Where to Buy Osha Root?
Osha can be expensive when compared to other herbs because of its limited availability due to conservation efforts and because it is not widely commercially cultivated. A 2013 report, showed that the average price for a pound of whole Osha root was around $40. The majority of Osha products are still wildcrafted, and it is important to select a manufacturer that practices sustainable harvesting methods. Osha can be bought as whole roots, extracts, powders, tinctures, and capsules. However, traditional medicine only uses the roots in whole root and powdered forms. Roots may be dried or fresh and should be harvested when the plant goes dormant in the fall or in the early spring before the plant forms flower buds.

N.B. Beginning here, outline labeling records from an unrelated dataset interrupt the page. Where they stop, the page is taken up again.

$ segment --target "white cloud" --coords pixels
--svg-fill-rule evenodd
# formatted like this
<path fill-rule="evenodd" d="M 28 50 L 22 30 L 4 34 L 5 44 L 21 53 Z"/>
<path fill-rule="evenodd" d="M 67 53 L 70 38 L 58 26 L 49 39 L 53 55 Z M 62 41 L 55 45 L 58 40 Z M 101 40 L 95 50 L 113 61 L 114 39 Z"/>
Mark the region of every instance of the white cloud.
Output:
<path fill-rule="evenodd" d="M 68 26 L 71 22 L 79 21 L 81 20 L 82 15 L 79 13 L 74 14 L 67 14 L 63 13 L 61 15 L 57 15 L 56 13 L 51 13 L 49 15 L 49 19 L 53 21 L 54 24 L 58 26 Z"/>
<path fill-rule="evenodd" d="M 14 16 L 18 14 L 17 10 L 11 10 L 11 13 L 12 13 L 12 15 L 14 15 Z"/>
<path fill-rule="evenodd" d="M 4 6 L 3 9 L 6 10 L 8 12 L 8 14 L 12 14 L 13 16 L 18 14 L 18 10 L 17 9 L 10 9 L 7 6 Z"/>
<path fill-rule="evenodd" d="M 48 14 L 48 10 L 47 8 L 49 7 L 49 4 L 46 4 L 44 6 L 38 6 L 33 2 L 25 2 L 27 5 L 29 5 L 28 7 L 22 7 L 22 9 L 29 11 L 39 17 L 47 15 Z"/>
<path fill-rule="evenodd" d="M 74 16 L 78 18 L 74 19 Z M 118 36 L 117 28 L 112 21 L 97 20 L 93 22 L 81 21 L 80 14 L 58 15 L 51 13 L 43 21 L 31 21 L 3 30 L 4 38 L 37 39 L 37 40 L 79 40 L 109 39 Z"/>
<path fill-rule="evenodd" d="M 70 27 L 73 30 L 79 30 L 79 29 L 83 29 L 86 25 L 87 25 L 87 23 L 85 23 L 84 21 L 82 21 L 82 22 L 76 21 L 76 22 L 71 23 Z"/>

Final Thoughts on Osha Root
Overall, Osha is a great natural alternative to typical flu and allergy medications and indigestion aids like Pepto-Bismol. The root has a long history of use with no reported negative effects, other than its overwhelming flavor, eye irritation from direct contact, and the sweating that it induces. Traditionally, the herb is made into a tea, chewed on, applied to joints as a poultice or liniment, applied to wounds as a powder, or burned and inhaled; however, companies now produce capsules, extracts, and tinctures – although the efficacy of these products are unknown. Although, often more expensive and possibly more difficult to procure, purchasing Osha as whole roots offers the best versatility in use. As with all herbal supplements, it is important to consult with a health professional if you are taking any medications before using Osha, but overall the herb is well tolerated and consistently used in traditional medicine to this day.